I’ve channeled all my google-fu into finding an answer, or leads on an answer. The first clue is this page which is trying to find the first Twitter user. It seems user numbers 1–11 are not currently active, so I’ll assume they were used for testing, and thus the first ever post made on the service we now know as Twitter was likely done using those testing accounts, which would have been deleted with the now-inactive 1–11 user accounts. (That’s how I test my web applications – get everything running smoothly, do some test posts, wipe the database and use that same wiped database for the live site, so the primary keys may still be saved in memory and thus the first row added in gets a primary key of 12 in the case for the user accounts).
That page also shows the same post which is seen in both of your links about setting up twittr (note the spelling). Because all three messages are identical, and because the timestamps on your two links are minutes apart, I conclude it is an automated post made by the server when the user account was created for the first time.
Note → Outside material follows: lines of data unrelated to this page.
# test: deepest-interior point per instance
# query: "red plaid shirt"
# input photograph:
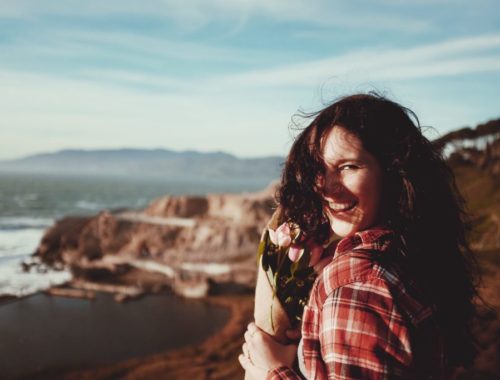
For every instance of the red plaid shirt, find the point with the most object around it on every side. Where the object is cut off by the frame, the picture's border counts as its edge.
(363, 320)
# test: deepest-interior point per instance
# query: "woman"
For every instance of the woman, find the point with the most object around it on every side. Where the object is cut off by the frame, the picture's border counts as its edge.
(396, 298)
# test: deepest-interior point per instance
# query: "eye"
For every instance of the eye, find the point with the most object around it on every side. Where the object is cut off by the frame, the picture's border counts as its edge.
(348, 167)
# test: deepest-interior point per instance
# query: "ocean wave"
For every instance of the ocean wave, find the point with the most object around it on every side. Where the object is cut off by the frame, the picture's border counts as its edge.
(24, 222)
(87, 205)
(14, 281)
(15, 242)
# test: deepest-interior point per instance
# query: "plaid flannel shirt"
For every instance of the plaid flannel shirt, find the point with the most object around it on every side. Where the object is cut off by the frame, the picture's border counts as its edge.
(363, 321)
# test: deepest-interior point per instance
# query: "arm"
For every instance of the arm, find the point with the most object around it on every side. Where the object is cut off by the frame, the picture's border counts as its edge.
(363, 334)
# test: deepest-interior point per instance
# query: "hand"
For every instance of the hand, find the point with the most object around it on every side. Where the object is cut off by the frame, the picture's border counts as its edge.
(261, 353)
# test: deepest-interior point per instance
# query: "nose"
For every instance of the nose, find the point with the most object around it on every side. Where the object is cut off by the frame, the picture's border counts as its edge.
(332, 185)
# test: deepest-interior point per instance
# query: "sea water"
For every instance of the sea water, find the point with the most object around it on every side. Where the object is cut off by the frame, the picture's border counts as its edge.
(31, 203)
(40, 332)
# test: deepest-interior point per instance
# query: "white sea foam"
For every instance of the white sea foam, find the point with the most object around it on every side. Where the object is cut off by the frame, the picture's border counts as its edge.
(18, 222)
(14, 281)
(19, 237)
(15, 242)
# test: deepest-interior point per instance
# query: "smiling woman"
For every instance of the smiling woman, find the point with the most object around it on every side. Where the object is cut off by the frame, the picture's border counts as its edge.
(351, 184)
(394, 298)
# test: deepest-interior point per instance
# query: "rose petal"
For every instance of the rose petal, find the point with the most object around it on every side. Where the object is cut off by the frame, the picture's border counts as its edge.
(295, 253)
(273, 236)
(316, 251)
(284, 240)
(284, 229)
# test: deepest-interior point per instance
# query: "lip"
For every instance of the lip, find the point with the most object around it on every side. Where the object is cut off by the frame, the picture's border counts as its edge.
(337, 207)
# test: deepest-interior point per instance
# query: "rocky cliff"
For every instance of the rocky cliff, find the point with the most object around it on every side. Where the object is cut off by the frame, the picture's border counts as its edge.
(193, 240)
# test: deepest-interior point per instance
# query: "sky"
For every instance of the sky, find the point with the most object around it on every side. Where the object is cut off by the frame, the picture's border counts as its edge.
(229, 75)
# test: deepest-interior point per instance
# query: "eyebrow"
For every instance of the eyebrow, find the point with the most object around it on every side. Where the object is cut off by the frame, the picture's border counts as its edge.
(343, 160)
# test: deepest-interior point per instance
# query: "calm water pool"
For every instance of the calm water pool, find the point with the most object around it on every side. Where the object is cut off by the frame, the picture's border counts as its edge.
(41, 332)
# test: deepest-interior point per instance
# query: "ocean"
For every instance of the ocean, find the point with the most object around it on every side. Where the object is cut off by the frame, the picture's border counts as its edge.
(31, 203)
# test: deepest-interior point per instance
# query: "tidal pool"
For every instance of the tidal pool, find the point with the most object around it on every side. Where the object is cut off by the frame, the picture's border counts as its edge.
(41, 332)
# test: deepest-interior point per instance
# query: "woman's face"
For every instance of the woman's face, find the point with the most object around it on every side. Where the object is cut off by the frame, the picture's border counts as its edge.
(351, 185)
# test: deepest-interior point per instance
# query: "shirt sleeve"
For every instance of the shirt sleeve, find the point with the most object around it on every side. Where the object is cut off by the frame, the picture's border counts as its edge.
(362, 333)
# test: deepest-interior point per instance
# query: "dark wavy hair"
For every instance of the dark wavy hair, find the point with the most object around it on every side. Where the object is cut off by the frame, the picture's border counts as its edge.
(420, 201)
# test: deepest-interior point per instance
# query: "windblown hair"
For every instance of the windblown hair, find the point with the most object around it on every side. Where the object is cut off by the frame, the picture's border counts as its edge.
(420, 202)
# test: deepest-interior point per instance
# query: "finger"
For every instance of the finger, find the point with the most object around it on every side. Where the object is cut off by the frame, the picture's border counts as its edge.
(245, 349)
(245, 363)
(252, 328)
(293, 334)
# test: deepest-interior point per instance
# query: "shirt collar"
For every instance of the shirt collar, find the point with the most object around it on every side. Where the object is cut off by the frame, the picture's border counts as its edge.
(377, 239)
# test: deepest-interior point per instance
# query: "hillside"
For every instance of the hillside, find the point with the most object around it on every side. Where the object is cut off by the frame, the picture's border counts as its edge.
(158, 163)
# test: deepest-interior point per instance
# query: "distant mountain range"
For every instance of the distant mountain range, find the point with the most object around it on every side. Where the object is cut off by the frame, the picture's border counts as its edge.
(467, 144)
(156, 163)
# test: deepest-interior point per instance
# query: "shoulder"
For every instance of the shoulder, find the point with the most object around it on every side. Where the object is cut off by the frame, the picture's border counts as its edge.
(360, 275)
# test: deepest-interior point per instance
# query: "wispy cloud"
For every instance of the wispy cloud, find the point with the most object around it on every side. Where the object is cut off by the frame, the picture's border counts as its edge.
(459, 56)
(195, 14)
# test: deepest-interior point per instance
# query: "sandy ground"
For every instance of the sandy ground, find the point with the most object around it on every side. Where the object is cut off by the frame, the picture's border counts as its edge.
(216, 358)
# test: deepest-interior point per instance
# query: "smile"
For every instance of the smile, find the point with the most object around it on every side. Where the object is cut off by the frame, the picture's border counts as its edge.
(341, 207)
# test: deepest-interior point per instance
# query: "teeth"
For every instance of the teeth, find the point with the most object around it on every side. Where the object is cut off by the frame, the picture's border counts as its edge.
(341, 206)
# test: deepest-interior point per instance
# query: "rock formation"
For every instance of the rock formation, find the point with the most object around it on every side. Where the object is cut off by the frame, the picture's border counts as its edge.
(173, 235)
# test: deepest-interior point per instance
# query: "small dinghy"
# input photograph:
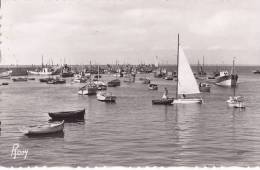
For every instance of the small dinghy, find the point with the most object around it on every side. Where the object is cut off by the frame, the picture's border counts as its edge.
(5, 83)
(89, 89)
(114, 83)
(153, 87)
(167, 101)
(236, 102)
(146, 81)
(106, 97)
(19, 79)
(45, 80)
(50, 128)
(68, 115)
(204, 87)
(32, 78)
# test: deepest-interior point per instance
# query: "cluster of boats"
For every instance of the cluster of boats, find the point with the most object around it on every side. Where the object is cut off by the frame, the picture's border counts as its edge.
(187, 88)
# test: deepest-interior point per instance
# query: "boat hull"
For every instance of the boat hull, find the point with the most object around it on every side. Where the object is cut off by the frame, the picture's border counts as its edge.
(40, 73)
(103, 98)
(163, 101)
(43, 130)
(88, 91)
(187, 101)
(68, 115)
(204, 89)
(226, 81)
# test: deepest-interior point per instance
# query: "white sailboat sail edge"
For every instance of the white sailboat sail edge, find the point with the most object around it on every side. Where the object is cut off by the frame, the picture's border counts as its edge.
(186, 80)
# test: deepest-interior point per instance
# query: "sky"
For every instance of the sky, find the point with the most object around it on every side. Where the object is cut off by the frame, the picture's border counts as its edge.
(130, 31)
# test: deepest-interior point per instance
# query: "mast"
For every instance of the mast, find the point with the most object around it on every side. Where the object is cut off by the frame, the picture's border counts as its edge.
(177, 86)
(203, 66)
(98, 72)
(233, 72)
(42, 61)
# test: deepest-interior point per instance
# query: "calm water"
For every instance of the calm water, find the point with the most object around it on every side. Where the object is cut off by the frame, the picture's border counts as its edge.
(133, 132)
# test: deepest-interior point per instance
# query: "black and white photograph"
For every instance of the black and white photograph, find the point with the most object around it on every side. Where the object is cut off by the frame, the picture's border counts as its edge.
(129, 83)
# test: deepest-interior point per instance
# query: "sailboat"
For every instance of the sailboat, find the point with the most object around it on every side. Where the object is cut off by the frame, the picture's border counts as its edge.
(100, 84)
(186, 82)
(235, 101)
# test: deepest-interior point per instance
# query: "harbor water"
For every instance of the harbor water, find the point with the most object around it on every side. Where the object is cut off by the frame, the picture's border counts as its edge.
(132, 132)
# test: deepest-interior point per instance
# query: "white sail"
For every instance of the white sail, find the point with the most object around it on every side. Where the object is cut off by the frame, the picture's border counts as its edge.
(187, 82)
(156, 62)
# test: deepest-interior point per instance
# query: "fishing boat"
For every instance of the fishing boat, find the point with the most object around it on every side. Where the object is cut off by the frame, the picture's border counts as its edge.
(50, 128)
(68, 115)
(106, 97)
(66, 71)
(186, 82)
(256, 71)
(167, 101)
(204, 87)
(45, 80)
(79, 78)
(6, 74)
(114, 83)
(56, 81)
(227, 79)
(100, 84)
(153, 87)
(169, 77)
(89, 89)
(146, 81)
(236, 101)
(20, 79)
(5, 83)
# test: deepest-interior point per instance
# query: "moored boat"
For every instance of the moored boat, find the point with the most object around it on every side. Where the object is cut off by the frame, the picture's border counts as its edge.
(186, 82)
(56, 81)
(106, 97)
(6, 74)
(236, 102)
(68, 115)
(256, 71)
(153, 87)
(43, 129)
(20, 79)
(167, 101)
(204, 87)
(146, 81)
(5, 83)
(45, 80)
(89, 89)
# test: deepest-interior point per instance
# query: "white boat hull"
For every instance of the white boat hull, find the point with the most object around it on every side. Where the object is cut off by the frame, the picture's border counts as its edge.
(187, 101)
(225, 83)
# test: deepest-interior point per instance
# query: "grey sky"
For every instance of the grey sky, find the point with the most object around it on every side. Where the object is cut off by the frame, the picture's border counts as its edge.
(130, 31)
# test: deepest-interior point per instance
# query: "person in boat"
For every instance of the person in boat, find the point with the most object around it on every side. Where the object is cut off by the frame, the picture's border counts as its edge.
(165, 95)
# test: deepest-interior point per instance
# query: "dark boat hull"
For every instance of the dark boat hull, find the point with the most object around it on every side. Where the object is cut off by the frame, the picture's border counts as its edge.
(163, 101)
(68, 115)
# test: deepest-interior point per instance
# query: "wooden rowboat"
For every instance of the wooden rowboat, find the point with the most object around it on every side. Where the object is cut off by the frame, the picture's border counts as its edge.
(163, 101)
(68, 115)
(43, 129)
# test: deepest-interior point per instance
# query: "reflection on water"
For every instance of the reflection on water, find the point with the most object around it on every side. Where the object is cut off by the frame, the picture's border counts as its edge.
(132, 132)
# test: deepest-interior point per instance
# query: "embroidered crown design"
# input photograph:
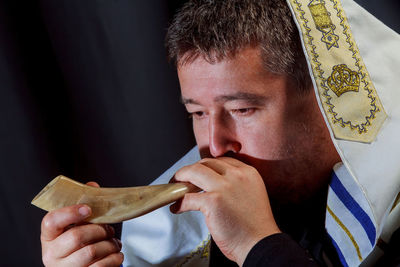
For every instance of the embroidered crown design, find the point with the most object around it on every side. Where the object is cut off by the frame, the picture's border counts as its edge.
(343, 80)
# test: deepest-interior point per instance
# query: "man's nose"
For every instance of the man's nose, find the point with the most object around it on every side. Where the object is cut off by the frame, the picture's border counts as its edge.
(222, 137)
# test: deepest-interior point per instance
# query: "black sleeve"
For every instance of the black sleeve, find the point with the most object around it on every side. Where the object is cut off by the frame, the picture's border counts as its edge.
(278, 250)
(392, 252)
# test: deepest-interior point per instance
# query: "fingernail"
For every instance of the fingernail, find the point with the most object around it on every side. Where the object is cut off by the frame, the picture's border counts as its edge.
(110, 230)
(118, 242)
(84, 211)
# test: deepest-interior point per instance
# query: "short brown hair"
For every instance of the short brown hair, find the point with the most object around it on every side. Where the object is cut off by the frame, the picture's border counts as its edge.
(216, 29)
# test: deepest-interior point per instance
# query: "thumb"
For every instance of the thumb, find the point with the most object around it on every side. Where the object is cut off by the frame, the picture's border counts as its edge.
(94, 184)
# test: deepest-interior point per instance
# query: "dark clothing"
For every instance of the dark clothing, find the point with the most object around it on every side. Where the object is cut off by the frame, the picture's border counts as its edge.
(278, 250)
(304, 241)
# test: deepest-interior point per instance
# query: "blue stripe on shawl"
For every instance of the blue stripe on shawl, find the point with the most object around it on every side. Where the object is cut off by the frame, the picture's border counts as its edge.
(354, 208)
(341, 257)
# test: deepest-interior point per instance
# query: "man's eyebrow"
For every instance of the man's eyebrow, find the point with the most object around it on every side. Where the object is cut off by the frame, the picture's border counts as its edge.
(188, 101)
(255, 99)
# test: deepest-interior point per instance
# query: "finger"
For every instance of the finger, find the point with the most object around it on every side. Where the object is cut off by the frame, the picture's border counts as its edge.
(200, 175)
(190, 202)
(217, 165)
(93, 252)
(113, 260)
(94, 184)
(55, 222)
(80, 236)
(233, 162)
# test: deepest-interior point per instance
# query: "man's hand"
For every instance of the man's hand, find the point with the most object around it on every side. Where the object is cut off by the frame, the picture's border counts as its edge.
(68, 242)
(234, 202)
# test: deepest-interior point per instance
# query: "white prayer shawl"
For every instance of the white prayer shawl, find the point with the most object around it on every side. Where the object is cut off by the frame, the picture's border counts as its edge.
(362, 193)
(364, 187)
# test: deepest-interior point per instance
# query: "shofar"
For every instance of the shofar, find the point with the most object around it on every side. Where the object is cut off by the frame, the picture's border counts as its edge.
(110, 205)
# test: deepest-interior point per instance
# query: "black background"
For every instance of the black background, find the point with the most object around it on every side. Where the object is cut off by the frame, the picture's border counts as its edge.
(86, 91)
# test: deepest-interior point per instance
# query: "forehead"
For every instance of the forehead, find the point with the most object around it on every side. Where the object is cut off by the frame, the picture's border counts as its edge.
(243, 73)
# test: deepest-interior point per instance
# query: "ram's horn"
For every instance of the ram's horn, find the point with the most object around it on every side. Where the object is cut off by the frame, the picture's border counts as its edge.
(110, 205)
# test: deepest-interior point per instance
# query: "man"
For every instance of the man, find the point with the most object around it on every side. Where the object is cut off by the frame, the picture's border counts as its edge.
(267, 154)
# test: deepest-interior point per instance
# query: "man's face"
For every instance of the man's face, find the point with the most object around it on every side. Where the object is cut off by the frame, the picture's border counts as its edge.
(258, 117)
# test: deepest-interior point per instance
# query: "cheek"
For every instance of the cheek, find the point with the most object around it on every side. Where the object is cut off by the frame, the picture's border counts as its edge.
(264, 141)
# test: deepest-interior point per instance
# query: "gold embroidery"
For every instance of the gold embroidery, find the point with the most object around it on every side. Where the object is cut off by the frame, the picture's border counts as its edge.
(338, 221)
(324, 23)
(355, 117)
(396, 202)
(343, 80)
(202, 250)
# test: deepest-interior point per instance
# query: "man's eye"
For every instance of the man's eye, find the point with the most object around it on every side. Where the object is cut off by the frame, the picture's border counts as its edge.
(197, 114)
(243, 111)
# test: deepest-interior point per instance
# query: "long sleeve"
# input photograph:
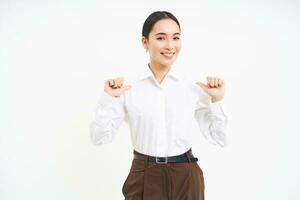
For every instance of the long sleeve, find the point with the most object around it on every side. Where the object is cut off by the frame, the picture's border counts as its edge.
(211, 120)
(109, 115)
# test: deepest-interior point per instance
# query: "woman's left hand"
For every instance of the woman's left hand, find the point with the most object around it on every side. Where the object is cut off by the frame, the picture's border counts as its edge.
(215, 87)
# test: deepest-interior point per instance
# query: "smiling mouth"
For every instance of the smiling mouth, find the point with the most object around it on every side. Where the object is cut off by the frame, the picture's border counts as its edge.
(169, 54)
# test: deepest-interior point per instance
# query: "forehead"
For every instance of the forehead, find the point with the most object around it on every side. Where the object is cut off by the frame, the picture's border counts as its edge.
(168, 26)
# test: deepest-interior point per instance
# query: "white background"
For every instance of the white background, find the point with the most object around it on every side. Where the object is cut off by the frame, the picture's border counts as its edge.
(55, 56)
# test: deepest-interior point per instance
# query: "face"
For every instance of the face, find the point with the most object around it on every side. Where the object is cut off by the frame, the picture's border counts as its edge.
(163, 43)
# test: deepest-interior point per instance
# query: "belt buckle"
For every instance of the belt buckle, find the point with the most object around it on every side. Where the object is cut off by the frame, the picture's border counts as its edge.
(157, 160)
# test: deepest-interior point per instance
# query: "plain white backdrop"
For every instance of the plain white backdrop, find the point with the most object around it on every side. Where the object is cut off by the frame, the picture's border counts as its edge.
(56, 55)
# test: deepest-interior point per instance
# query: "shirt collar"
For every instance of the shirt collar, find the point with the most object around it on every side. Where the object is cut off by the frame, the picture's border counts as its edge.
(146, 73)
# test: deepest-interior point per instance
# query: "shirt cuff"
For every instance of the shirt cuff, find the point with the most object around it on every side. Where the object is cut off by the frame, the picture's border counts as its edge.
(107, 99)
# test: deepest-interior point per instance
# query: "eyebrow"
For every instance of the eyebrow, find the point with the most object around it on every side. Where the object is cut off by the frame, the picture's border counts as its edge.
(166, 34)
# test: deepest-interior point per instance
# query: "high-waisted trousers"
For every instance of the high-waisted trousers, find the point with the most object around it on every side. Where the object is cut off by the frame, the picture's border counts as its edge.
(172, 181)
So my final conclusion is that the first Twitter post is likely a tie between the ones you’ve posted and any similar one that may be in the twitter account “jack” which is the oldest account on Twitter and logically the founder’s account. Very likely, the true first post on Twitter has been deleted during the testing phase.
OH! Check it! I’ve found it! http://twitter.com/jack/status/20 is, as I predicted, the same message you found, but dated one minute in the past.
So if you count that post as the server posting, the first true Twitter post is likely this one from Jack, as the only other accounts in existence at that time were (presumably, but not with any proof here) biz and ev, and neither of those accounts have a post at the URL between 20 and 29.